The survey finds that Gen Z and millennials are less likely to feel fully equipped to identify and respond to cyber threats compared to their older colleagues. In fact, two in three Gen Z and millennial workers fear they would lose their job if they ever left their organization vulnerable to a cyberattack. 

“Especially for younger generations, cultivating a culture of cybersecurity confidence requires investments in robust upskilling,” Sears says. “In our research, 94% of employees who received instruction within the past year say cybersecurity is a priority to them. With their increased knowledge of technology, Gen Z and millennials are more concerned than older generations about their potential role in a cyberattack.”  

To cultivate a culture of cyber confidence among employees of all ages, Sears recommends that HR leaders consider the following.  

  • Training that is consistent and up-to-date gives employees more confidence in their cybersecurity preparedness. Organizations testing their employees to see if they handle threats appropriately can inadvertently turn cybersecurity education into a “gotcha” moment. 
  • Transparency surrounding how AI is developed and deployed across the organization eases employees’ concerns about using the technology responsibly. Make the process for reporting potential attacks and vulnerabilities simple enough that workers across all generations can seamlessly integrate it into their day-to-day lives.    
  • Trust needs to go both ways in the relationship between the organization and its employees. It’s important to position cybersecurity protocols as working in partnership with employees, not as police. 

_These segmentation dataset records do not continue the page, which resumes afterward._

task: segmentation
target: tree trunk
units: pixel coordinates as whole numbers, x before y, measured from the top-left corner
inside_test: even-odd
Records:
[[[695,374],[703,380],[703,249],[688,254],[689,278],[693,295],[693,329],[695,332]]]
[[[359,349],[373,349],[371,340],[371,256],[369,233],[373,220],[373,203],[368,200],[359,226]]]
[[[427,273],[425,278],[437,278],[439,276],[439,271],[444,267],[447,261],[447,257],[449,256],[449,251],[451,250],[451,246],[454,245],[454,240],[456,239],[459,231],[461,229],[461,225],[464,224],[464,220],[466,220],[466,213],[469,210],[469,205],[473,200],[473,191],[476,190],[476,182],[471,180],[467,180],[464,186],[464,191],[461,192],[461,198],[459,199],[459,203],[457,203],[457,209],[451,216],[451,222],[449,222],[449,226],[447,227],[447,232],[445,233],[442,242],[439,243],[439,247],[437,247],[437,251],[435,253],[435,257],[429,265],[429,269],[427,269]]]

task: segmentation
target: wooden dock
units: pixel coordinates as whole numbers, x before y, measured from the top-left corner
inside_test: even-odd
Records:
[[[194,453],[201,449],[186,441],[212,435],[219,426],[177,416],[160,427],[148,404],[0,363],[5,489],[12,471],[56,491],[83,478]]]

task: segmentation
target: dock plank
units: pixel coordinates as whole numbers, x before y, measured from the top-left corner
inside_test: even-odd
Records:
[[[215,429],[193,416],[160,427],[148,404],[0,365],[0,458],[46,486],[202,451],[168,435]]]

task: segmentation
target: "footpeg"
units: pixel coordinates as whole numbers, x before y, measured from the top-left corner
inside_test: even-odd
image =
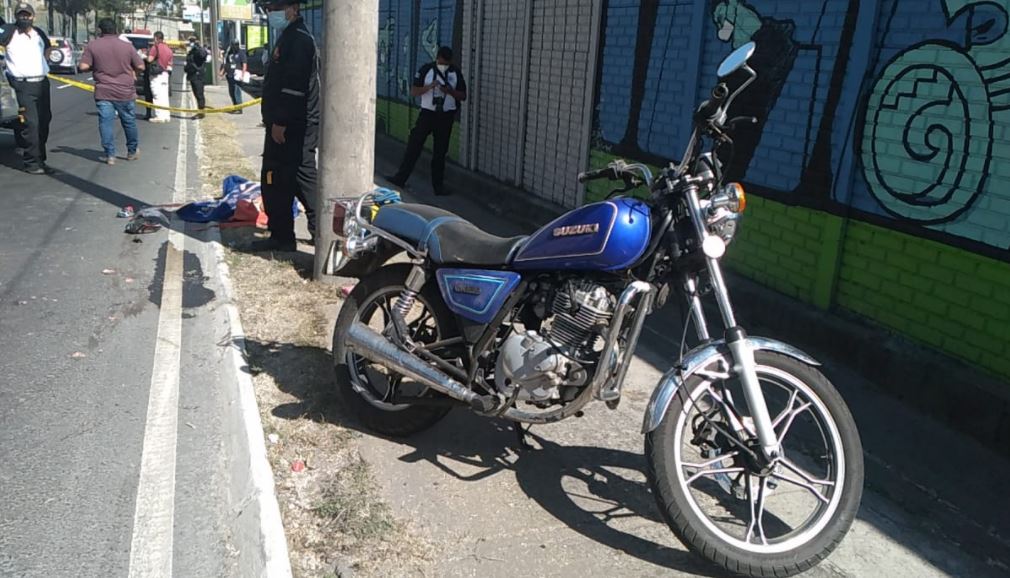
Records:
[[[498,398],[494,395],[476,395],[470,399],[470,408],[478,413],[491,413],[498,407]]]

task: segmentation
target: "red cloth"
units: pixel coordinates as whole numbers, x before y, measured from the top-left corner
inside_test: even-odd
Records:
[[[143,60],[133,44],[115,34],[95,38],[84,47],[81,63],[94,70],[95,100],[133,100],[134,67]]]
[[[254,201],[239,199],[235,204],[235,214],[227,225],[267,228],[267,211],[263,210],[263,200],[260,197]]]

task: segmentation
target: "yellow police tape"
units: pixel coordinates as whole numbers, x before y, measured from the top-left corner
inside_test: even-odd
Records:
[[[73,86],[75,88],[80,88],[81,90],[86,90],[88,92],[95,92],[95,86],[94,85],[91,85],[91,84],[88,84],[88,83],[85,83],[85,82],[79,82],[79,81],[76,81],[76,80],[73,80],[73,79],[69,79],[69,78],[65,78],[65,77],[62,77],[62,76],[57,76],[55,74],[50,74],[50,75],[47,75],[47,76],[50,79],[53,79],[53,80],[55,80],[57,82],[62,82],[64,84]],[[155,109],[158,109],[158,110],[168,110],[169,112],[181,112],[181,113],[186,113],[186,114],[217,114],[217,113],[221,113],[221,112],[234,112],[236,110],[241,110],[243,108],[248,108],[250,106],[256,106],[256,105],[260,104],[262,101],[263,101],[262,98],[256,98],[256,99],[252,99],[252,100],[250,100],[248,102],[243,102],[241,104],[235,104],[235,105],[232,105],[232,106],[223,106],[221,108],[176,108],[174,106],[162,106],[160,104],[155,104],[153,102],[147,102],[146,100],[142,100],[142,99],[139,99],[139,98],[136,99],[137,104],[142,104],[142,105],[146,106],[147,108],[155,108]]]

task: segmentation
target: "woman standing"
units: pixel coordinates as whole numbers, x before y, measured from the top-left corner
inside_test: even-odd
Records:
[[[172,114],[169,112],[169,82],[172,80],[172,49],[165,43],[165,34],[155,32],[155,43],[147,51],[147,71],[150,76],[150,91],[155,97],[156,108],[152,122],[169,122]]]

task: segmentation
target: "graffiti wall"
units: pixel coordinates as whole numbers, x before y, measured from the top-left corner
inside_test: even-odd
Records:
[[[1010,376],[1010,0],[609,0],[590,165],[679,158],[718,63],[736,269]],[[590,190],[590,199],[603,191]]]
[[[760,121],[738,131],[735,178],[999,258],[1008,11],[1008,0],[610,0],[595,149],[677,159],[717,63],[753,40],[759,81],[732,112]]]

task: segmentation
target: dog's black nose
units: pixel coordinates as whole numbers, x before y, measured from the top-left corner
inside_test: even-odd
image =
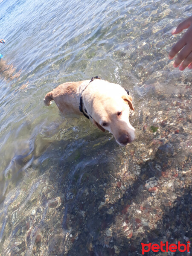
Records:
[[[119,141],[120,143],[124,145],[127,144],[130,142],[130,139],[127,134],[122,134],[119,137]]]

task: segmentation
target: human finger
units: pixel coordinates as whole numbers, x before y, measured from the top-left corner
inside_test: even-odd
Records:
[[[175,67],[178,67],[183,60],[185,60],[188,57],[191,53],[191,46],[189,44],[186,44],[177,55],[177,58],[173,64],[174,66]],[[189,64],[190,62],[191,62],[191,61],[190,61],[188,64]]]
[[[172,32],[172,35],[175,35],[181,32],[183,29],[187,29],[192,23],[192,16],[185,20],[177,26],[177,28]]]
[[[184,70],[185,68],[189,66],[192,61],[192,52],[191,52],[187,57],[187,58],[183,62],[183,63],[179,67],[179,69],[181,71]]]
[[[169,58],[170,59],[172,59],[177,53],[186,45],[186,40],[184,35],[172,47],[169,54]]]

Further, the U.S. Cybersecurity and Infrastructure Security Agency recommends implementing safe cybersecurity best practices like strong passwords, regularly updating work software, using caution when clicking suspicious links, and turning on multi-factor authentication to improve online safety.  

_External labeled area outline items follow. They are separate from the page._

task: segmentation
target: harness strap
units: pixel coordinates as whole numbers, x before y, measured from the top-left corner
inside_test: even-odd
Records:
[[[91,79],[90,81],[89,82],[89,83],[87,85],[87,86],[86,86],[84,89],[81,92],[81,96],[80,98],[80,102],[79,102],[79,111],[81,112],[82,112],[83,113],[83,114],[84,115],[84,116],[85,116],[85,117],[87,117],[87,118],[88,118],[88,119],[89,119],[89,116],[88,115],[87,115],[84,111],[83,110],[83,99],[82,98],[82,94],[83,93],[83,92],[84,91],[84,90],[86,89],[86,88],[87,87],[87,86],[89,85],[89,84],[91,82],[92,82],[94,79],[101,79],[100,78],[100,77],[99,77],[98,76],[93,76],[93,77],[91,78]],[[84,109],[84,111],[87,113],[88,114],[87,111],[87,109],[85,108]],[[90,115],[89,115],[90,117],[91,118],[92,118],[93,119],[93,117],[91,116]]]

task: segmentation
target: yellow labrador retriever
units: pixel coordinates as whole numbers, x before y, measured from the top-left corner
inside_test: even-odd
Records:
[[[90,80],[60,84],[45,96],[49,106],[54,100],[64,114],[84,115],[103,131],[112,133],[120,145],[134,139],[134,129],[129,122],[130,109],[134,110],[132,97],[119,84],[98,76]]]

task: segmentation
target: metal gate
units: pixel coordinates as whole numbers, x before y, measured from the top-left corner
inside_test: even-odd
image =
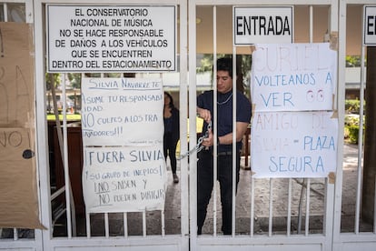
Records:
[[[337,171],[329,178],[252,177],[249,147],[242,149],[241,179],[233,207],[233,235],[221,232],[219,187],[214,186],[203,235],[196,232],[197,156],[178,161],[179,184],[169,175],[164,211],[138,213],[86,214],[77,200],[76,161],[81,146],[77,121],[67,120],[67,97],[74,90],[65,86],[68,75],[62,75],[63,88],[47,90],[45,75],[45,5],[176,5],[179,26],[178,75],[161,74],[181,113],[180,153],[196,146],[196,96],[213,87],[211,71],[203,74],[188,69],[200,67],[207,55],[240,55],[249,58],[250,47],[233,45],[232,16],[233,5],[292,5],[294,7],[294,43],[334,42],[338,45],[338,83],[335,108],[338,111],[339,136],[344,135],[345,99],[354,88],[362,107],[365,66],[349,68],[345,57],[361,55],[362,7],[374,0],[360,1],[3,1],[1,21],[26,22],[34,25],[35,52],[36,145],[41,222],[45,230],[0,229],[0,249],[9,250],[374,250],[375,223],[361,216],[362,181],[362,137],[358,144],[348,144],[339,137]],[[10,15],[17,8],[25,18],[15,20]],[[299,24],[298,24],[299,22]],[[299,28],[298,28],[299,27]],[[207,31],[210,31],[208,33]],[[213,39],[216,37],[216,39]],[[353,42],[353,37],[357,42]],[[337,39],[337,40],[336,40]],[[349,53],[349,46],[352,51]],[[215,58],[215,57],[214,57]],[[239,64],[238,61],[235,64]],[[140,74],[139,76],[150,75]],[[82,75],[81,77],[105,77]],[[116,77],[126,77],[118,74]],[[349,80],[354,76],[355,80]],[[244,78],[246,78],[245,76]],[[173,79],[173,80],[171,80]],[[176,81],[178,83],[176,84]],[[248,82],[249,83],[249,82]],[[249,94],[250,85],[243,82]],[[355,87],[351,87],[355,85]],[[79,90],[78,90],[79,91]],[[48,122],[45,111],[49,96],[61,97],[61,123]],[[57,100],[54,100],[55,103]],[[58,105],[53,104],[51,105]],[[187,105],[189,104],[189,105]],[[361,108],[360,114],[362,114]],[[189,124],[187,125],[187,118]],[[362,120],[360,120],[362,128]],[[61,134],[59,133],[61,132]],[[360,130],[362,134],[362,130]],[[189,140],[186,136],[189,135]],[[59,146],[59,137],[64,142]],[[249,144],[250,136],[243,138]],[[73,140],[73,141],[70,141]],[[75,146],[75,147],[74,147]],[[63,155],[59,155],[59,151]],[[61,157],[63,156],[63,157]],[[252,156],[251,156],[252,157]],[[58,159],[60,158],[60,159]],[[75,160],[75,161],[74,161]],[[64,165],[64,163],[66,163]],[[56,167],[57,166],[57,167]],[[79,173],[79,172],[78,172]],[[81,179],[78,178],[78,181]],[[373,208],[374,211],[374,208]],[[376,218],[374,216],[374,218]]]

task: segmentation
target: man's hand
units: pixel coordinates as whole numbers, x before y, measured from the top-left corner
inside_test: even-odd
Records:
[[[212,146],[214,145],[214,137],[213,136],[212,129],[208,130],[208,137],[203,138],[202,145],[203,146]]]
[[[197,108],[197,115],[199,117],[203,118],[207,124],[212,121],[212,115],[209,110]]]

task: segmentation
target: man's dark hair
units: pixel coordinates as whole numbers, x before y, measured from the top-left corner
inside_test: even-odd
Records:
[[[233,59],[230,57],[218,58],[217,71],[229,72],[229,75],[233,78]]]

EY research finds that 78% of U.S. employees are concerned about the use of AI in cyberattacks, and 85% say they believe AI has made cybersecurity attacks more sophisticated. To help ease these concerns, Sears explains that HR leaders must embrace transparency surrounding how AI is being used and demonstrate responsible AI practices themselves to help mitigate risks.  

Only 62% of employees say their employer has made educating employees about ethical AI use a priority. EY’s AI Anxiety in Business survey finds that most employees would view their organization more positively if it offered education on AI ethics.  

Over 70% of the workforce—primarily Gen Z—are anxious that AI is going to take their jobs, so they’re starting from a position of fear with the new technology, Sears says. When coupled with the fact that nearly 40% of employees are not confident that they know how to use AI responsibly, it becomes a significant barrier for organizations looking to adopt the technology.  

“With emerging technologies continuing to evolve, it’s important to keep humans at the center of an organization’s strategy, and to implement programs that alleviate myths and fears, while demonstrating the value of the new technology to both the employee and the organization.”